Nous n’avons, à vrai dire, pas besoin d’indicateur pour constater la dégradation du niveau de vie des classes populaires. Il nous suffit de regarder notre propre bulletin de paye, et de constater les difficultés que nous-mêmes et nos camarades de travail endurent pour joindre les deux bouts. Lutte Ouvrière est une organisation de travailleurs, qui vit et milite au milieu du monde du travail. Qui organise chaque jour des activités militantes dans les quartiers les plus pauvres. C’est cela qui est, pour nous, le meilleur « indicateur » économique. Il nous suffit d’entendre, jour après jour, l’expression de la détresse et de la colère des milieux populaires pour savoir à quel point la pauvreté grandit dans ce pays.
Ceci dit, nous ne négligeons pas les indicateurs économiques, pas plus que quiconque. Apprendre, comme nous l’avons fait ce jour-même, que le PIB a reculé de 2,2% en 2009, est tout de même la marque évidente d’une société en crise.
3) Cette question fait-elle l'objet d'un débat au sein de votre parti ? Au sein de votre région ?
Non. Les militants de Lutte Ouvrière sont convaincus, de par leur vie quotidienne, que l’annonce d’un PIB en hausse ne signifie pas une hausse du niveau de vie pour les travailleurs.
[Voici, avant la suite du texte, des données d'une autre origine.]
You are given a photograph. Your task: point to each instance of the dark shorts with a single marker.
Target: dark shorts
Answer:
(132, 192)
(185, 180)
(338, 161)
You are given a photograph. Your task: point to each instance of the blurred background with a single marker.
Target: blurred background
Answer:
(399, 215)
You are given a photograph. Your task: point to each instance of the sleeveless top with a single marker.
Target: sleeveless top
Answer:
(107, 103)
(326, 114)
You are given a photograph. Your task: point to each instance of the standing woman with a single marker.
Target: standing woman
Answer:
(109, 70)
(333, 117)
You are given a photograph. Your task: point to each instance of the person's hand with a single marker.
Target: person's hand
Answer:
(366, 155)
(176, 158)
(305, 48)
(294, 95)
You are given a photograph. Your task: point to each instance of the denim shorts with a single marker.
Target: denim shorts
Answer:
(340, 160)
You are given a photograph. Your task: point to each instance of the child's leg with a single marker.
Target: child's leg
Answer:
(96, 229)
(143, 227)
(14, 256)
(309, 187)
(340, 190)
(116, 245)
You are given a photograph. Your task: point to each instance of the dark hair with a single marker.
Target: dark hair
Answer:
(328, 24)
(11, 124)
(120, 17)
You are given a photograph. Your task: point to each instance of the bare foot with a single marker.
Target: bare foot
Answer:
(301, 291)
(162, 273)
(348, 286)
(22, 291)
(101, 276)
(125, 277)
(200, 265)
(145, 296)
Témoin, le PIB en hausse quasiment constante depuis des décennies, alors que le pouvoir d’achat des travailleurs se dégrade année après année depuis les blocage des salaires de 1982.
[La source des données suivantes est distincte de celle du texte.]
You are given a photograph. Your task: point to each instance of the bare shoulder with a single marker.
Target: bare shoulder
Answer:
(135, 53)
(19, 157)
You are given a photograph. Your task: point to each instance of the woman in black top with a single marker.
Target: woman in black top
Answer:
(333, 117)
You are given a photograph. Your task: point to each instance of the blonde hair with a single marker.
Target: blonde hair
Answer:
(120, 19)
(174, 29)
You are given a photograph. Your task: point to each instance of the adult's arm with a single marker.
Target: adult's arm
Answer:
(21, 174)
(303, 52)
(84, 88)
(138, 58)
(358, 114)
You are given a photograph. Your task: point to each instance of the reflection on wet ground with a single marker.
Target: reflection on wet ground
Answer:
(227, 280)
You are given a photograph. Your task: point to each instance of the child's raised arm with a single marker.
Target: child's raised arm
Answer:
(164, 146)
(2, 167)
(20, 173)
4) En quoi de nouveaux indicateurs peuvent-ils avoir des répercussions utiles et concrètes sur les politiques mises en œuvre, au niveau national et au niveau régional ?
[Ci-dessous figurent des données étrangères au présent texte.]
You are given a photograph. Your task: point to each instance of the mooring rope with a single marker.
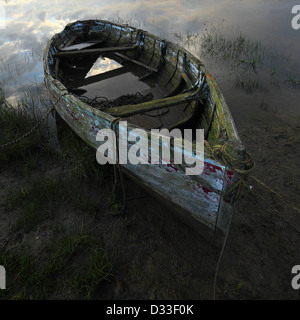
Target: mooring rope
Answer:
(113, 126)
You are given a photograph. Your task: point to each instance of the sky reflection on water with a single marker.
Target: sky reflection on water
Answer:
(29, 24)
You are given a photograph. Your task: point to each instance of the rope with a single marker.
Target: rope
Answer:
(113, 126)
(102, 103)
(219, 152)
(34, 128)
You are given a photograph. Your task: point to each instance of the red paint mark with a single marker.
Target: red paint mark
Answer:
(211, 167)
(170, 166)
(206, 190)
(230, 177)
(95, 129)
(229, 174)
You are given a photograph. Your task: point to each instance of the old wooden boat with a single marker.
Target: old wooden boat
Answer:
(175, 91)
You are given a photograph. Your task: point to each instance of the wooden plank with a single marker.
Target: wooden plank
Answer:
(136, 62)
(80, 46)
(129, 110)
(101, 76)
(94, 51)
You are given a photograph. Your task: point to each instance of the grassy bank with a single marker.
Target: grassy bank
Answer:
(51, 200)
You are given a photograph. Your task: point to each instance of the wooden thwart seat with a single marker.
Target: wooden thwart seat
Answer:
(130, 110)
(94, 51)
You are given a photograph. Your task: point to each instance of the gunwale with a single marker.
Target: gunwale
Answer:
(198, 200)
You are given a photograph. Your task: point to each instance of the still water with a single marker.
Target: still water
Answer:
(250, 47)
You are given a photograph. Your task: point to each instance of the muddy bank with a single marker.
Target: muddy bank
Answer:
(150, 254)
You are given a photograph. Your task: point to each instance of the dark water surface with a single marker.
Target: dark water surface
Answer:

Pour nous, il semble évident que ce n’est pas la mise en place de nouveaux indicateurs qui changerait la politique d’un exécutif, mais sa volonté politique ! Le gouvernement, qui utilise des indicateurs faussés pour masquer la réalité du chômage, est dans la situation d’un médecin qui utiliserait un thermomètre truqué pour masquer une épidémie ! Le fait même d’agir ainsi est révélateur de leur mépris pour les conditions de vie de la population travailleuse.
Les hommes politiques qui nous gouvernent savent parfaitement quels drames vivent les travailleurs. Ils n’ont pas besoin pour cela d’indicateurs différents. Ils le savent, parce qu’ils en sont en partie responsables. Les autres responsables sont les patrons qui imposent licenciements et bas salaires. Changer les indicateurs les amènerait simplement à dévoiler au grand public les conséquences de leurs méfaits, et il est bien peu probable qu’ils le fassent ! Mais quand bien même ? Ce n’est pas cela qui les amènerait à changer d’orientation, c'est-à-dire à interdire les licenciements, imposer le partage du travail entre tous sans diminution de salaire, stopper toutes les suppressions d’emplois dans la Fonction publique, embaucher massivement dans la Santé, l’Éducation nationale, construire des millions de logement, etc.
Dans ce cas comme dans bien d’autres, changer de thermomètre ne guérit pas les maladies. Et la maladie qui frappe la société, c’est l’avidité des actionnaires des grandes entreprises.
5) Quelles doivent être les processus d'élaboration de nouveaux indicateurs ? et 6) Quels engagements prenez-vous, dans le cadre de la campagne des régionales, pour le développement de nouveaux indicateurs de richesse ?
Nous sommes pour le contrôle de la société par les travailleurs eux-mêmes. Si, comme nous l’exigeons, tous les comptes publics et privés étaient soumis au contrôle de la population, il n’y aurait aucune difficulté à mettre en place des indicateurs réels et fiables du niveau de vie des classes populaires… et de celui des couches aisées. Le seul engagement que nous puissions prendre en la matière serait, si nous en avions la possibilité, de nous appuyer sur de vastes luttes sociales pour imposer la transparence totale des comptes des entreprises et des collectivités, la suppression immédiate des secrets bancaire, industriel et commercial, et donc la mise en œuvre d’une politique qui s’appuierait sur les revendications directes de la population et non sur les indicateurs truqués d’organismes gouvernementaux plus ou moins inféodés au grand patronat.